Porque los jóvenes, acusados a menudo de pasividad, demuestran que están decididos a batallar por un futuro que se presenta oscuro pero sobre el que hasta ahora parecía que ellos poco podían hacer. Porque esta ola podría dar paso a un tsunami equiparable a las grandes movilizaciones sociales de otras épocas (tanto que se habló el año pasado de Mayo del 68), ofreciendo un nuevo leitmotiv para unas sociedades en gran medida aletargadas. Porque confirma que lo verde se está convirtiendo en el motor de una nueva retórica, por encima de las tradicionales disputas ideológicas. Es la tercera vía que se está atribuyendo a los partidos ecologistas en diversos países europeos —frente a la tradicional división izquierda/derecha, que muchos consideran moribunda—, pero también del Green New Deal que quieren impulsar los nuevos demócratas en Estados Unidos.

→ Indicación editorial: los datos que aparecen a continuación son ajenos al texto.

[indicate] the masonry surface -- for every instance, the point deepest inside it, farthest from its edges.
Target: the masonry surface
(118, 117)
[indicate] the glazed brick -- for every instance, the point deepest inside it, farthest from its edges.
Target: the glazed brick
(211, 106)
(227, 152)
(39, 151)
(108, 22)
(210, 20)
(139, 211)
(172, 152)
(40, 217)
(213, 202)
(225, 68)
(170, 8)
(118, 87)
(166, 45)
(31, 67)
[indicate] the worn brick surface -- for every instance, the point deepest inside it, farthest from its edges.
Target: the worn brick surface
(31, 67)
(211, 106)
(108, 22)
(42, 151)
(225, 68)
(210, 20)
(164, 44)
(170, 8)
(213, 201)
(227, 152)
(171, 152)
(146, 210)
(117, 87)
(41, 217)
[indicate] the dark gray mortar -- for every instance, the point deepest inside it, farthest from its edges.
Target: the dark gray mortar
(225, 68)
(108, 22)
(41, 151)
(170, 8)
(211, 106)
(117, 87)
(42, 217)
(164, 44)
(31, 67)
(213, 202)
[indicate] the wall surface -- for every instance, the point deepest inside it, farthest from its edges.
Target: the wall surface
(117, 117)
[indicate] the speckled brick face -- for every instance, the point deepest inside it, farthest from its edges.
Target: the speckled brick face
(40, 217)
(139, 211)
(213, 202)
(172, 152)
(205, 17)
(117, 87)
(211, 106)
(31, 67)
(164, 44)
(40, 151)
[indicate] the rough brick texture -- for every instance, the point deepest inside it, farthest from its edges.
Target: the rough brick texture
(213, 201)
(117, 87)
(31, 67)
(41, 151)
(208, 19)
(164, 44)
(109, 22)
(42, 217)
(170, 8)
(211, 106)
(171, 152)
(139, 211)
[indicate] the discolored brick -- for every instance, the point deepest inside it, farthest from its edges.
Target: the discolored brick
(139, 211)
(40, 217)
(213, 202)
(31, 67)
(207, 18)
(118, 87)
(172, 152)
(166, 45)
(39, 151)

Y, por último, porque construye una nueva narrativa global sobre el clima; una narrativa hasta ahora secuestrada por técnicos de lenguaje incomprensible o por agoreros de catástrofes, que de repente es capaz de utilizar la emoción de modo constructivo y no populista.

Ocupados como estamos con nuestras cosas, de momento no hay atisbo de nada similar en España. Pero aunque tarde, como ocurre a menudo, también llegará esta marea a nuestro país.